Just as the event itself is annual, so too are the condemnations and threats of retaliation from the reclusive North Korean regime.
"The further Ulchi Freedom Guardian joint military exercises are intensified, the strongest military counteraction the (Democratic People's Republic of Korea) will take to cope with them," a spokesman for North Korea's National Defense Commission (NDC) said Saturday.
A State Department official told CNN on Saturday it was aware of the threats. The exercises are transparent, defense-minded and are designed to increase the readiness of South Korea and the region, the State Department official said.
"These exercises are a clear demonstration of the U.S. commitment to the alliance," the official said.

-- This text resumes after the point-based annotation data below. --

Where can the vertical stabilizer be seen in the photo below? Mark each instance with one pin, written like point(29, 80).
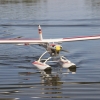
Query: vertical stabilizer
point(40, 32)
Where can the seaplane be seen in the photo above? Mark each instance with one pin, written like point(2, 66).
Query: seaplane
point(52, 46)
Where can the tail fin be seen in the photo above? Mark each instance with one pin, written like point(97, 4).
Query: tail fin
point(40, 32)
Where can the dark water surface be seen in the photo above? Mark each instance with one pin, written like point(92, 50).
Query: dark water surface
point(19, 79)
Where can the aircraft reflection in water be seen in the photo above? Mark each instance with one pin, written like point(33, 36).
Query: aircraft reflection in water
point(53, 79)
point(51, 82)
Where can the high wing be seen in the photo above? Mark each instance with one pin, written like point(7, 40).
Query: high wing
point(39, 41)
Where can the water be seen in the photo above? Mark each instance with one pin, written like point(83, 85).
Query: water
point(19, 79)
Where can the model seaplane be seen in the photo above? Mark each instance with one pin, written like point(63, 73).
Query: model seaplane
point(52, 47)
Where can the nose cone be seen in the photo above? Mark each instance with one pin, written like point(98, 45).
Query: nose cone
point(58, 47)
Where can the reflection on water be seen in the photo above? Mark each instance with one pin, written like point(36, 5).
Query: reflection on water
point(19, 79)
point(17, 1)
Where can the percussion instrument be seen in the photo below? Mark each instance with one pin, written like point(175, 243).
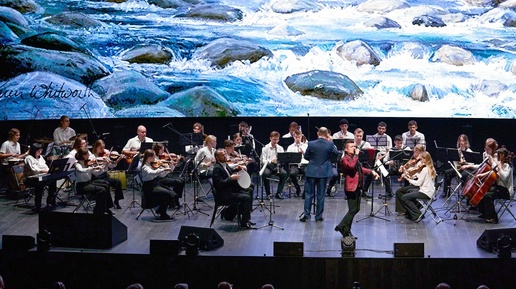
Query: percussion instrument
point(245, 179)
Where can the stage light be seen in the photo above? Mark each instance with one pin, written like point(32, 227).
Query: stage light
point(503, 246)
point(347, 245)
point(192, 243)
point(44, 241)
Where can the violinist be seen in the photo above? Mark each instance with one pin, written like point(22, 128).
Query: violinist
point(155, 193)
point(406, 170)
point(102, 157)
point(462, 146)
point(424, 181)
point(84, 170)
point(297, 169)
point(166, 160)
point(501, 189)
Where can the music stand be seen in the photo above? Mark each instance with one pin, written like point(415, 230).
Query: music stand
point(412, 141)
point(378, 141)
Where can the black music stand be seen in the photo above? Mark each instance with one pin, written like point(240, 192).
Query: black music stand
point(412, 141)
point(376, 141)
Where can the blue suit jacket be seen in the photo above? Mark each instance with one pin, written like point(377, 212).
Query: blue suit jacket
point(318, 154)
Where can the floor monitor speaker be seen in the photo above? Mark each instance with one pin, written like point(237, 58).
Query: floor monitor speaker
point(209, 238)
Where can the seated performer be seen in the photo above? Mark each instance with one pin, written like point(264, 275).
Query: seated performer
point(35, 164)
point(409, 169)
point(169, 180)
point(449, 174)
point(297, 169)
point(424, 180)
point(501, 189)
point(270, 165)
point(101, 154)
point(132, 147)
point(205, 157)
point(225, 181)
point(84, 169)
point(155, 193)
point(354, 174)
point(64, 133)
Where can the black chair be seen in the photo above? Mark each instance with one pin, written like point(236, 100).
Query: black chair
point(220, 205)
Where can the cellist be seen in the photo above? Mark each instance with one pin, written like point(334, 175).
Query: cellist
point(501, 189)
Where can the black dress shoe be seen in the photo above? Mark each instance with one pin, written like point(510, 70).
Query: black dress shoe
point(247, 226)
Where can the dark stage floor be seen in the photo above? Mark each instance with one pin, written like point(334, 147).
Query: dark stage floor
point(448, 239)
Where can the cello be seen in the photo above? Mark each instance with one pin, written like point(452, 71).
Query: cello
point(475, 188)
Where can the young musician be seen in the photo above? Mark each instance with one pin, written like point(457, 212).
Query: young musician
point(269, 159)
point(296, 169)
point(84, 169)
point(407, 168)
point(35, 164)
point(155, 193)
point(225, 181)
point(501, 189)
point(11, 148)
point(64, 133)
point(424, 180)
point(102, 154)
point(413, 133)
point(449, 174)
point(354, 174)
point(318, 153)
point(169, 180)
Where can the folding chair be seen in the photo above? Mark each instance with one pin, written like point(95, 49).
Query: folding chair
point(504, 207)
point(426, 204)
point(137, 185)
point(21, 192)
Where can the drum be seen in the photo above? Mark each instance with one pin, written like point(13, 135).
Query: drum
point(120, 175)
point(245, 179)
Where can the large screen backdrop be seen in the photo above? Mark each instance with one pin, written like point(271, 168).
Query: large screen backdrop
point(191, 58)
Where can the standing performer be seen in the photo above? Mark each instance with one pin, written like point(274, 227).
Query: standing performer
point(270, 165)
point(425, 181)
point(64, 133)
point(297, 169)
point(225, 181)
point(319, 169)
point(501, 189)
point(155, 194)
point(354, 174)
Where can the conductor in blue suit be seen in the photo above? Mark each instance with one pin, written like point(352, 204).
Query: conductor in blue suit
point(319, 169)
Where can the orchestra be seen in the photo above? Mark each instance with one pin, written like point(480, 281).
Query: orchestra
point(481, 182)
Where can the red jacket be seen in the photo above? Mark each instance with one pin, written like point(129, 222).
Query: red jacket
point(351, 174)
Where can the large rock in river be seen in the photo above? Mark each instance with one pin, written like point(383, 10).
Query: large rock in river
point(323, 84)
point(152, 53)
point(73, 20)
point(224, 51)
point(453, 55)
point(124, 89)
point(52, 94)
point(358, 51)
point(214, 12)
point(21, 59)
point(201, 101)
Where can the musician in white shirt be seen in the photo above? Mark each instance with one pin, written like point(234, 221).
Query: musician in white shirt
point(64, 132)
point(35, 164)
point(343, 133)
point(205, 157)
point(270, 166)
point(297, 169)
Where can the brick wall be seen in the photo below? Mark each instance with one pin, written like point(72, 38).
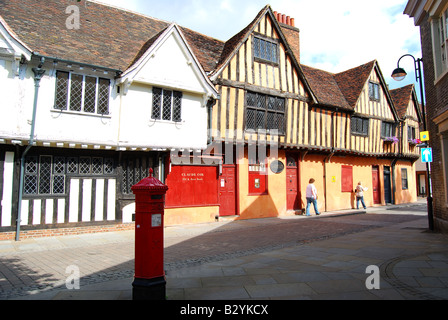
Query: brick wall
point(436, 103)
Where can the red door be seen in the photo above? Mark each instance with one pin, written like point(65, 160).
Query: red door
point(292, 194)
point(376, 185)
point(227, 191)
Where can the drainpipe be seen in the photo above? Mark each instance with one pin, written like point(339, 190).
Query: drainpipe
point(38, 74)
point(394, 184)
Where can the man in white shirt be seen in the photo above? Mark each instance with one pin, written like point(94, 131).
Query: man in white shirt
point(311, 197)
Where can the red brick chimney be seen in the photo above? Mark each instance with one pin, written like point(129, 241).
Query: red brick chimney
point(290, 31)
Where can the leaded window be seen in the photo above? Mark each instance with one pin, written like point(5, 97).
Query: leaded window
point(387, 129)
point(81, 93)
point(166, 105)
point(47, 175)
point(374, 91)
point(265, 113)
point(265, 50)
point(134, 170)
point(360, 126)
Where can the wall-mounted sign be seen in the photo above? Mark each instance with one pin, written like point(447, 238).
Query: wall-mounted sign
point(277, 167)
point(156, 220)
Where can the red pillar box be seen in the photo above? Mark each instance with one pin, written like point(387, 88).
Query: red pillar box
point(149, 281)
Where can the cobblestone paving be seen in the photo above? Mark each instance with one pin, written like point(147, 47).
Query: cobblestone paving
point(35, 269)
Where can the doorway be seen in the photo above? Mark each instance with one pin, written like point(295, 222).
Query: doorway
point(292, 182)
point(227, 191)
point(376, 185)
point(387, 186)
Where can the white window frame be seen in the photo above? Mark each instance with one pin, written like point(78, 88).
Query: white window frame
point(69, 89)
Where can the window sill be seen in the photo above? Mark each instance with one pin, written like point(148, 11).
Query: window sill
point(179, 123)
point(76, 113)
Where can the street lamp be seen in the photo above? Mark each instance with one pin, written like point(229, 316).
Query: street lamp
point(400, 74)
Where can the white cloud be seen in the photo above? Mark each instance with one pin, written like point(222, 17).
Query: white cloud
point(335, 35)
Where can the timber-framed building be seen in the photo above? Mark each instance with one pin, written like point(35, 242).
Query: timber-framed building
point(234, 128)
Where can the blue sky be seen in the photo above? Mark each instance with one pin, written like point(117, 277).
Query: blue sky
point(335, 35)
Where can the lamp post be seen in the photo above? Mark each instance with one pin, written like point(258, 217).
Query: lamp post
point(400, 74)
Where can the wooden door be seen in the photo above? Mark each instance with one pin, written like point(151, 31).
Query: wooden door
point(387, 186)
point(227, 191)
point(376, 185)
point(292, 190)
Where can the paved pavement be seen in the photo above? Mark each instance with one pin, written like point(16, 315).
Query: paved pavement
point(293, 258)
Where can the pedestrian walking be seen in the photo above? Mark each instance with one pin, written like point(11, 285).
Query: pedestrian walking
point(311, 198)
point(360, 195)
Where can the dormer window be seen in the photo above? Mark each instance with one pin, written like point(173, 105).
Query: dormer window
point(266, 51)
point(82, 93)
point(166, 105)
point(374, 91)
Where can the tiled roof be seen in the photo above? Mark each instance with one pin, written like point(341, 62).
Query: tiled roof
point(401, 98)
point(325, 87)
point(351, 82)
point(108, 37)
point(231, 45)
point(116, 38)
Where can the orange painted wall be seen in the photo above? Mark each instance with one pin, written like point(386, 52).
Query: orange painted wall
point(330, 196)
point(262, 206)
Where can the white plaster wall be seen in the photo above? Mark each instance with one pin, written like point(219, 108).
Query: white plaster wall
point(138, 129)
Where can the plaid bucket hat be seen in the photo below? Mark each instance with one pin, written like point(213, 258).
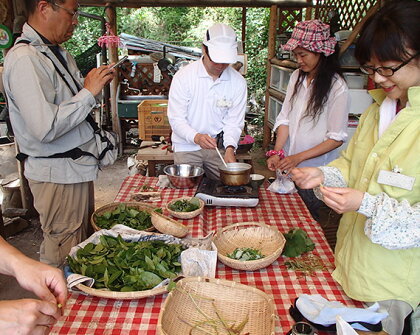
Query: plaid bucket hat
point(312, 35)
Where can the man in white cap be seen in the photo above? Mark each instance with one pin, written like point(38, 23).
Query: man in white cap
point(208, 97)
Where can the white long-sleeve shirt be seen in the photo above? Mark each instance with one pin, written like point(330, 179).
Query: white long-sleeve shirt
point(305, 133)
point(199, 104)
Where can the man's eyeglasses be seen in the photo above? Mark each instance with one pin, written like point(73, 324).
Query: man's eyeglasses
point(385, 71)
point(74, 14)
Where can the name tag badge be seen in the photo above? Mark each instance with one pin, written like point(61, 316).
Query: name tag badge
point(396, 179)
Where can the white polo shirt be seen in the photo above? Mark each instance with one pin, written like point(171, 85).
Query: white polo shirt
point(199, 104)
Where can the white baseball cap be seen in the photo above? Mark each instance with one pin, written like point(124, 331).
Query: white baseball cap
point(221, 42)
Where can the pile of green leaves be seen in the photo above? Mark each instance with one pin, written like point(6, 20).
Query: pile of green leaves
point(297, 243)
point(127, 266)
point(246, 254)
point(185, 205)
point(127, 216)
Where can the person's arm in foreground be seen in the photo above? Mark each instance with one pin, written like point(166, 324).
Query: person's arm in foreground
point(31, 316)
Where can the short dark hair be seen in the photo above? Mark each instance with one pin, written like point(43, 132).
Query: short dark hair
point(390, 33)
point(30, 5)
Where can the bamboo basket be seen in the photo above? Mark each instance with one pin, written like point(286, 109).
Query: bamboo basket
point(185, 215)
point(185, 305)
point(114, 205)
point(268, 240)
point(166, 225)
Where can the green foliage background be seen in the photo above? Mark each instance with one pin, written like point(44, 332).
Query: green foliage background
point(184, 26)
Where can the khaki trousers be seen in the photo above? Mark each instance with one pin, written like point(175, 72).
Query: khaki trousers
point(64, 212)
point(208, 159)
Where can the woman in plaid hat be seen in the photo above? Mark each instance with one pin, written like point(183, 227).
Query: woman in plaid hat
point(376, 181)
point(312, 124)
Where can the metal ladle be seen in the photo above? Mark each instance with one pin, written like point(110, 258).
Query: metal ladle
point(221, 157)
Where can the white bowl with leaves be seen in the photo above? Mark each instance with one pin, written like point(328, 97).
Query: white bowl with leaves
point(185, 207)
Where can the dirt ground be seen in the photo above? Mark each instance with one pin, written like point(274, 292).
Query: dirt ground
point(106, 188)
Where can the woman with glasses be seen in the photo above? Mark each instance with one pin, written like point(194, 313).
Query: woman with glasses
point(312, 124)
point(376, 181)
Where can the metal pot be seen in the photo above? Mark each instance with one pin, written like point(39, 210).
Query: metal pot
point(235, 174)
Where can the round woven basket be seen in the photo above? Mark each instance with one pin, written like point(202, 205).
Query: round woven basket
point(110, 207)
point(121, 295)
point(166, 225)
point(185, 215)
point(268, 240)
point(195, 300)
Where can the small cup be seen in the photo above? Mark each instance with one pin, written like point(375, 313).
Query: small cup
point(302, 328)
point(256, 180)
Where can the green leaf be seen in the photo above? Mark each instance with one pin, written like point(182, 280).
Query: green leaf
point(297, 243)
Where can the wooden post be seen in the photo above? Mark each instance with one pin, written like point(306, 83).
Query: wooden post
point(113, 56)
point(272, 34)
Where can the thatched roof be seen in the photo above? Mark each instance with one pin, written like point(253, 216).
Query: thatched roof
point(196, 3)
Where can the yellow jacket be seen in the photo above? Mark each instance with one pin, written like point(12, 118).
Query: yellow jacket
point(368, 271)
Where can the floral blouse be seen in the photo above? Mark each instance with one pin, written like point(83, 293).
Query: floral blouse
point(392, 224)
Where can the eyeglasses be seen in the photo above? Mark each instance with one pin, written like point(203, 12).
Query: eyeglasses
point(385, 71)
point(74, 14)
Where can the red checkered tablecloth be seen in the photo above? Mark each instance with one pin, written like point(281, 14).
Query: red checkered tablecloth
point(91, 315)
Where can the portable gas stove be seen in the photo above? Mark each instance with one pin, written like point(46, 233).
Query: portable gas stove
point(214, 193)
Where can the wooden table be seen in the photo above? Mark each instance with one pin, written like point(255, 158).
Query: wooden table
point(163, 156)
point(91, 315)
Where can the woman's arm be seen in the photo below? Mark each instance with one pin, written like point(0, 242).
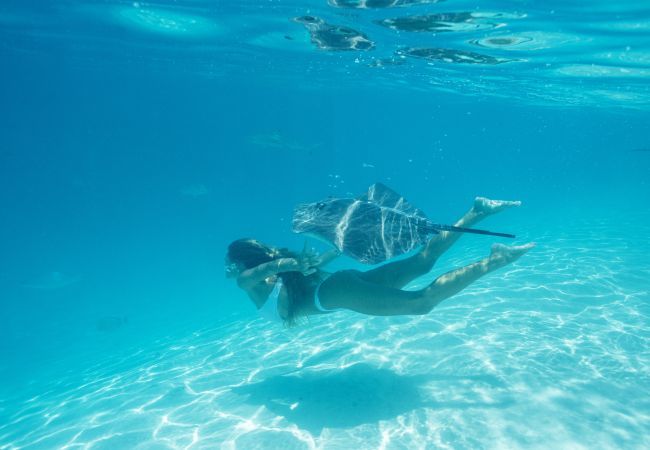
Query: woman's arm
point(328, 256)
point(256, 274)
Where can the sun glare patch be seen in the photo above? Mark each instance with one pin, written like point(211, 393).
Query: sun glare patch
point(157, 20)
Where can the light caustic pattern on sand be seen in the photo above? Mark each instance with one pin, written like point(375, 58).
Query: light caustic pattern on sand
point(553, 352)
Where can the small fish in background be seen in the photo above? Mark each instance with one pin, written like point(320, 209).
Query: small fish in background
point(195, 190)
point(109, 324)
point(52, 281)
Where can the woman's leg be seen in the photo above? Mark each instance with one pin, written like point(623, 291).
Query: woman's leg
point(398, 274)
point(348, 289)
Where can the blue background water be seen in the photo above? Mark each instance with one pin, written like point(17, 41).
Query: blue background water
point(131, 154)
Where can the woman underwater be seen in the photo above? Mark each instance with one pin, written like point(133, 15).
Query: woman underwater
point(285, 286)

While threatening military action is nothing new for the regime (Kim Jong Un
told his troops they should be ready to fight a "sacred war" in the days leading up to the exercises in 2012, for example), the rhetoric coming out of Pyongang seems particularly ratcheted-up this time around.
"The army and people of the DPRK are no longer what they used to be in the past when they had to counter the U.S. nukes with rifles," the NDC spokesman continued, saying North Korea "is the invincible power equipped with both [the] latest offensive and defensive means unknown to the world..."
A state television report repeated the claim that this isn't the same old, ill-equipped North Korea that never could stand up to the United States in the past. In fact, this year, they are threatening to attack the U.S. on its own soil.
"If [the] United States wants their mainland to be safe," said a newswoman for the state TV station, KCNA, "then the Ulchi Freedom Guardian should stop immediately."
A former Army general who participated in previous Ulchi exercises said it's nothing more than the bluster of young tyrant who perhaps feels marginalized by more serious foes.
"One of the key propaganda goals of the young leader is to just get on the radar of the U.S.," said retired Lt. Gen. Mark Hertling, now a national security analyst for CNN. "With all the other things we're focused on -- ISIS, al Qaida in the Arabian Peninsula, Russia and Ukraine, etc., Kim Jong Un wants to ensure he grabs attention."
Assuming the United States agrees with that assessment and doesn't give in, the exercises -- which will also include forces from Australia, Canada, Colombia, Denmark, France, New Zealand and the United Kingdom -- will last 12 days and conclude August 28.